Comrades, this is Felzilla, the Duce of our Most Glorious Allied Nation of FELOSLAVIKA.
 
LOL DO U TAKE SPICS IN YOUR ARMY SEÑOR???????''

I NEED A JOB BECAUSE I WAS TOO LAZY IN HOMELAND
 
Welcome aboard Fascist comrade. And since you come from third world country, you already know how to use a gun.
 
WOOO RACIAL SLURS!!!

*GOES 'THAT DIRECTION' AND SHOOTS ALL THE FILTH HE CAN FIND*
 
YES THANK YOU SEÑOR, I AM VERY GOOD WITH BIG GUNS. BLAM BLAM BLAM.
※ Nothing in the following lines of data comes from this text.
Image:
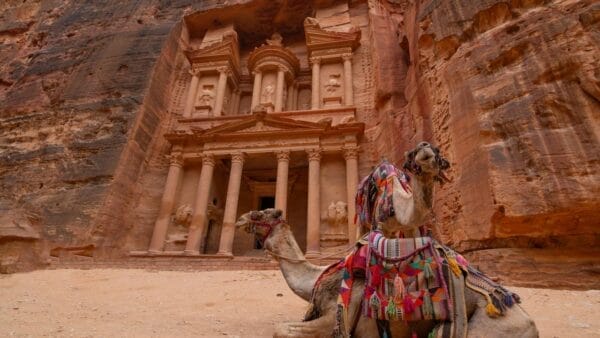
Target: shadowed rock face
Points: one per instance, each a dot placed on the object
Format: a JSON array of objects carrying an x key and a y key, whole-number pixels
[{"x": 509, "y": 90}]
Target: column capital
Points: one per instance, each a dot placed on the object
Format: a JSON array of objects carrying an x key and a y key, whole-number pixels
[
  {"x": 283, "y": 155},
  {"x": 176, "y": 159},
  {"x": 350, "y": 153},
  {"x": 237, "y": 157},
  {"x": 315, "y": 60},
  {"x": 208, "y": 160},
  {"x": 314, "y": 154}
]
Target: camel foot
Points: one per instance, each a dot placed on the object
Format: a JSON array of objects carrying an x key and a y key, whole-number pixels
[{"x": 320, "y": 327}]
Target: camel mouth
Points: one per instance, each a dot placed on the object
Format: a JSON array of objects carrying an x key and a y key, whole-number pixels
[
  {"x": 426, "y": 159},
  {"x": 243, "y": 221}
]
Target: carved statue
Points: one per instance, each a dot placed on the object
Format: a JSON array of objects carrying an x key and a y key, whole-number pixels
[
  {"x": 426, "y": 166},
  {"x": 206, "y": 97},
  {"x": 267, "y": 94},
  {"x": 183, "y": 215},
  {"x": 275, "y": 40},
  {"x": 333, "y": 84},
  {"x": 337, "y": 214}
]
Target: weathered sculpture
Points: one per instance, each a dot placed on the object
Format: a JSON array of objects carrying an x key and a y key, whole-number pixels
[{"x": 410, "y": 207}]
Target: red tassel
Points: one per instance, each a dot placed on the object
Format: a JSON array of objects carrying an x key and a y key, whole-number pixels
[{"x": 408, "y": 305}]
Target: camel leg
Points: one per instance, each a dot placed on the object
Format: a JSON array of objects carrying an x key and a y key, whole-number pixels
[
  {"x": 514, "y": 323},
  {"x": 320, "y": 327}
]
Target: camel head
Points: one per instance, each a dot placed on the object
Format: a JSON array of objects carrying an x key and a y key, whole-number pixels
[
  {"x": 425, "y": 160},
  {"x": 260, "y": 223}
]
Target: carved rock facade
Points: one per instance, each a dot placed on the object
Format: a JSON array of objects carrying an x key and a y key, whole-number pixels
[{"x": 509, "y": 90}]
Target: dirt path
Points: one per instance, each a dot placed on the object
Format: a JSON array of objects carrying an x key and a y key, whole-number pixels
[{"x": 138, "y": 303}]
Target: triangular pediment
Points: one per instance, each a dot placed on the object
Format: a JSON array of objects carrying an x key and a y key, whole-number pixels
[
  {"x": 261, "y": 123},
  {"x": 226, "y": 49}
]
DO I GET LONG NAME, SEÑOR?

*SHOOTS A VODKA BOTTLE*
 
My fellow Staadplatzians, follow the example of our allied nation of Feloslakvia and defeat the Red Slime!

Most Honored Leader of the Undercouch, Divine Frau Ocha, your most wondrous dust bunnies will gain more couches, beds, and other such territories to ensure your nation's continued success.
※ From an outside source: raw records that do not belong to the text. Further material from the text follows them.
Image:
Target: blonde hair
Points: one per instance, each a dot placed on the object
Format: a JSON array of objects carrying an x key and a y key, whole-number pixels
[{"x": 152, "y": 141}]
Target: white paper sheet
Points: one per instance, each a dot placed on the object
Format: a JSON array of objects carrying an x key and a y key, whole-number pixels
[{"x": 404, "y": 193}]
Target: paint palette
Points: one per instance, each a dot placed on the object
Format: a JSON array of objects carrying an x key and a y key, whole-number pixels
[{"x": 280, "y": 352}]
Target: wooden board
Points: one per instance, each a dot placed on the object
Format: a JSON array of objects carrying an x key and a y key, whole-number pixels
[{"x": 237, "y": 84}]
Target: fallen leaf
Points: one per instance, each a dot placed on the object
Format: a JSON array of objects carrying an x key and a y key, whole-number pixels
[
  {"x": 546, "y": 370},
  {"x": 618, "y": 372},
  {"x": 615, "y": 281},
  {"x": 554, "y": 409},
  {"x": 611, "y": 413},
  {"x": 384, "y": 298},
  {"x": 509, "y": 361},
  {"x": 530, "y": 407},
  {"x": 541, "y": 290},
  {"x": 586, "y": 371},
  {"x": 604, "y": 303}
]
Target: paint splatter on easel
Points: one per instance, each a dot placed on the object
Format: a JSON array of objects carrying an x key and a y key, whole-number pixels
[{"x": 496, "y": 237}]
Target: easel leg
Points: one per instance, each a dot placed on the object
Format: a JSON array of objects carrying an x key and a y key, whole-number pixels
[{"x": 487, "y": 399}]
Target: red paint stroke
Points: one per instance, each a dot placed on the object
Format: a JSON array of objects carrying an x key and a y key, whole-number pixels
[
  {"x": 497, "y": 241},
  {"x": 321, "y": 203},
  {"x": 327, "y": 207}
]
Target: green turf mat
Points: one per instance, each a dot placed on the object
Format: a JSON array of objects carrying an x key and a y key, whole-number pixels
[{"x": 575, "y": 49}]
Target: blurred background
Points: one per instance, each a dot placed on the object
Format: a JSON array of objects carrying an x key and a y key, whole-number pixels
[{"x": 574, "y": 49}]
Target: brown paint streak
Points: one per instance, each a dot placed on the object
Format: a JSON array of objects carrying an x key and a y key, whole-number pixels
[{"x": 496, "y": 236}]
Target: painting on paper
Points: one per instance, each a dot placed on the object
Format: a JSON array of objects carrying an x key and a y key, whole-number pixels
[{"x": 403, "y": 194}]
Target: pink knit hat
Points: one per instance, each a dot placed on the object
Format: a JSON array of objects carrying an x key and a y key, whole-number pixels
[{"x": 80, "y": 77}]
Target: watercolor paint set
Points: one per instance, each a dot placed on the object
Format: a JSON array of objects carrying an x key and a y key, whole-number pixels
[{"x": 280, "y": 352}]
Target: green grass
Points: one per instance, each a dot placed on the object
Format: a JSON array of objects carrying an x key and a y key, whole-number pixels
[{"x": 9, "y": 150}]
Mr. Spic, we shall call you Gerneralmisso Ubernachogrande Franco.
 
well, according to my research (and the trend this thread is kinda following) you shall be named "darkness-o". now go make some tacos for the Vandoosians that would make the CDC cringe in fear.
 
FILTER YOUR TACO MEAT IN THE FILTH OF SWINE

AND THEN FEED IT TO THE VANDOOSIAN SWINE.


WHY AM I YELLING.
 
Our science team is working on the "Great Suck" a vaccum of military proportions.
 
BECAUSE, YOU ARE THE DUCE OF THE DUCHY OF FELOSLAVIKA. YOU ARE ALLOWED TO YELL TO INSPIRE THE MASSES.

Welcome aboard Frau Ocha. Your most glorious sciences shall defeat the Vandoosian pigdogs!
 
INSPIRE THE MASSES? WITH OUR VOICES? THE FEAR OF DEATH WILL DO... THESE ARE AFTER ALL COMMUNIST COUNTRIES.
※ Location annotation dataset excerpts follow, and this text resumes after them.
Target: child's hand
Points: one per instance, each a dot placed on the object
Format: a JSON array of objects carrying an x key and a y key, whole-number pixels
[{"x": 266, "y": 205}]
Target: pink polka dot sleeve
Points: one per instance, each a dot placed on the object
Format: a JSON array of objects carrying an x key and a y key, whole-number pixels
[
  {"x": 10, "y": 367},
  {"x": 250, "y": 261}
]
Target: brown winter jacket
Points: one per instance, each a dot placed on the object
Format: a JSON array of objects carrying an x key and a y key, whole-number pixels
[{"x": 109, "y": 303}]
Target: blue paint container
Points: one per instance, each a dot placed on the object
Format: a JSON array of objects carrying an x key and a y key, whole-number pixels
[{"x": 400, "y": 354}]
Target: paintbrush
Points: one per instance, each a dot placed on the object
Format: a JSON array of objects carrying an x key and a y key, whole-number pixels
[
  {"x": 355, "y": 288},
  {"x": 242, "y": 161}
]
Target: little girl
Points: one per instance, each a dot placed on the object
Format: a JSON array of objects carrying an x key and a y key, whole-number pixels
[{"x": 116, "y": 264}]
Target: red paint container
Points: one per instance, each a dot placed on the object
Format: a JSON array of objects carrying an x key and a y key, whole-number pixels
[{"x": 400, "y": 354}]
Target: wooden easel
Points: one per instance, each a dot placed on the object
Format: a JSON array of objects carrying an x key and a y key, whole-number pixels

YELLING AT THEM IS JUST FUN.
 
how about we just kill the other guys and save the inspirations for later? .....in fact, i order it to be that way! inspire by killing the VANDOOSIANS!!!!!!!
 
WE SHALL CRUSH THE COMMUNIST MEANCE FOR THEY SEEK TO PLANT SMALL SHRUBBERIES IN OUR BACKYARDS.
 
FUUUUUUUUUUUUUUUUUUUUUUUUUUUUUUUUUUUUUUUUUUUUUUUUUUUUUUUUUUUUUUUUUUUUUUUUUUUUUUUUUUUUUUUUUUUUUUUUUUUUUUUUCK

OOOOOOOOOOOOOOOOOOOOOOOOOOOOOOOOOOOOOOOOOOOOOOOOFFFFFFFFFFFFFFFFFFFFFFFFFFFFFFFFFFFFFFFFFFFFFFFFFFFFFFFFFFFF

NON-ALLY COMMUNISTS.

NOBODY WANTS YOUR GODDAMN SHRUBBERIES.
 
all communists are non-allies. communists who are allies get plugged.